David P. Caldwell
David P. Caldwell

Reputation: 3831

Best way for automated script to determine whether git is really installed on OS X

I can locate executables named git in several ways (basically equivalent to which git). But all of the solutions I know about are defeated by OS X's fake /usr/bin/git program, which is a hook to a dialog offering to install Xcode's git (I'll refer to it subsequently as the OS X git installer.)

I want to detect that situation and treat git as not found if that is the only one. I don't want to have to execute it to determine that, because I don't want to trigger the installer dialog.

Context: I'd like to implement the following (as part of a larger software installation process):

I am comfortable parsing PATH if needed and searching for executables myself, if I can find a way to ignore the OS X git installer. I am comfortable with a heuristic if it gets this right almost all the time; I don't need to handle edge cases (like someone creating an executable or script called git that is not git-compatible).
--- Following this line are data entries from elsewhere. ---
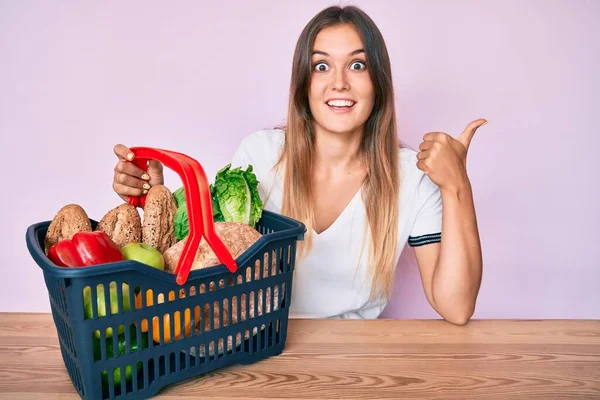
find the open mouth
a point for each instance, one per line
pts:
(341, 105)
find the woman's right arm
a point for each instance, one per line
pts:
(130, 180)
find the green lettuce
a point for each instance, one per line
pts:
(234, 198)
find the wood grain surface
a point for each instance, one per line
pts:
(355, 359)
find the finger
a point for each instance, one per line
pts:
(154, 167)
(123, 190)
(435, 136)
(125, 167)
(425, 146)
(422, 155)
(467, 135)
(131, 181)
(422, 165)
(123, 152)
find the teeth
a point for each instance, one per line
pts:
(340, 103)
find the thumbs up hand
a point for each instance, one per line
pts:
(444, 158)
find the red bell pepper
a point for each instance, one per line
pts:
(84, 249)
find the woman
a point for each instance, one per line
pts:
(338, 167)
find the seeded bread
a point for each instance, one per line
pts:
(69, 220)
(122, 224)
(157, 229)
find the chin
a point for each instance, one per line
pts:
(341, 128)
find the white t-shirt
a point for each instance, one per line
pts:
(333, 280)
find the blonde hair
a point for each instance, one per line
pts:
(379, 149)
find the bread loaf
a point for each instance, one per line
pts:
(122, 224)
(158, 226)
(69, 220)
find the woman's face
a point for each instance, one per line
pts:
(341, 94)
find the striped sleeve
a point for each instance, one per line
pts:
(427, 227)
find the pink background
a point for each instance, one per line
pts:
(78, 77)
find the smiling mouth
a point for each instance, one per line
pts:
(341, 104)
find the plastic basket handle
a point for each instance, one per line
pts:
(198, 202)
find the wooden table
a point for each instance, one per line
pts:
(351, 359)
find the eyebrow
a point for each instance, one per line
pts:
(355, 52)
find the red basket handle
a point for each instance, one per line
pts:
(198, 202)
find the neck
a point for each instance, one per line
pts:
(337, 151)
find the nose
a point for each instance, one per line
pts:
(339, 80)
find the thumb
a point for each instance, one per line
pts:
(467, 135)
(155, 171)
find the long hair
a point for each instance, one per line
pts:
(379, 149)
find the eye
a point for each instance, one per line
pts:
(358, 65)
(321, 67)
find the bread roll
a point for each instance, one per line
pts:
(158, 226)
(122, 224)
(69, 220)
(236, 236)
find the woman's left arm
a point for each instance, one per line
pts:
(451, 270)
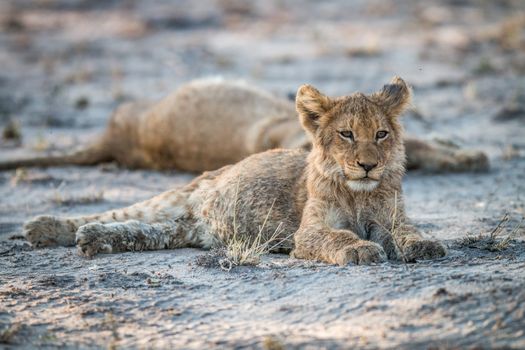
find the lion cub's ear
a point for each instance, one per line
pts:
(312, 107)
(394, 98)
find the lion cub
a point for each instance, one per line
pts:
(342, 201)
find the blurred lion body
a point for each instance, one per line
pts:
(206, 124)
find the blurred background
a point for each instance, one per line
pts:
(65, 64)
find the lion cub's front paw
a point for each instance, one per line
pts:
(91, 240)
(362, 253)
(48, 231)
(423, 249)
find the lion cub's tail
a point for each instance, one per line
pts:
(90, 155)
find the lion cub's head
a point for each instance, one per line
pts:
(358, 138)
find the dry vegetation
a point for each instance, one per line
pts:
(496, 240)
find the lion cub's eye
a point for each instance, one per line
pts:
(381, 134)
(347, 134)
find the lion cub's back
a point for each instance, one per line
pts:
(264, 192)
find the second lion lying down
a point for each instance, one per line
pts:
(342, 201)
(206, 124)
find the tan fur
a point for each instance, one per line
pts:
(211, 123)
(337, 206)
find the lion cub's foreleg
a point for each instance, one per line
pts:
(317, 241)
(406, 243)
(131, 235)
(168, 207)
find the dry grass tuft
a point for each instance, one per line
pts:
(493, 242)
(242, 249)
(272, 343)
(7, 335)
(396, 223)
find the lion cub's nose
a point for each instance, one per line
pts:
(366, 166)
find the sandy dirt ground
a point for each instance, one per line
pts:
(65, 65)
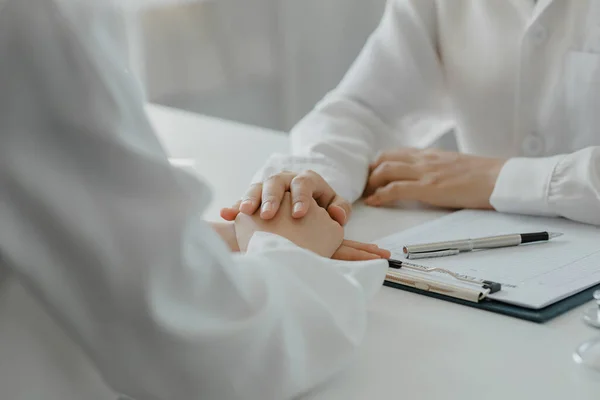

What's the best (most robust, secondarily most convenient) way to determine whether a non-OS X git installer git is installed on a system without executing /usr/bin/git (and triggering the installer dialog)?

Upvotes: 2

Views: 90

Answers (2)

David P. Caldwell
David P. Caldwell

Reputation: 3831

Alright, I think I have my answer, of the heuristic variety.

IF: /Applications/Xcode.app/ does not exist,

AND: /Library/Developer/CommandLineTools/ does not exist,

THEN: /usr/bin/git is the stub, and it can be ignored.

Obviously there are failure cases possible; people can move those files around, people can create executables named git that are not git-compatible, but this seems to be the 99% solution and turns out to be a little easier than I thought.

I haven't yet investigated what will happen if I install the git project's git, and what will happen in the PATH (will the Apple non-tool still be first?). If that changes anything substantial I'll report back; I am guessing if Apple's tool is still first in the PATH, I'll have my installation process move or delete it, or possibly change the PATH it uses, or something.

Upvotes: 1

msw
msw

Reputation: 43487

There is no best way. There are some things that defy automated discovery and I can certainly have $HOME/bin/git which isn't git but is in my path.

What you can do is make the path to git as a configurable item with a reasonable default and document it well. The git program itself does this itself; it will look for configuration items in a few different places and finally allows git --file configfile as a last option to override.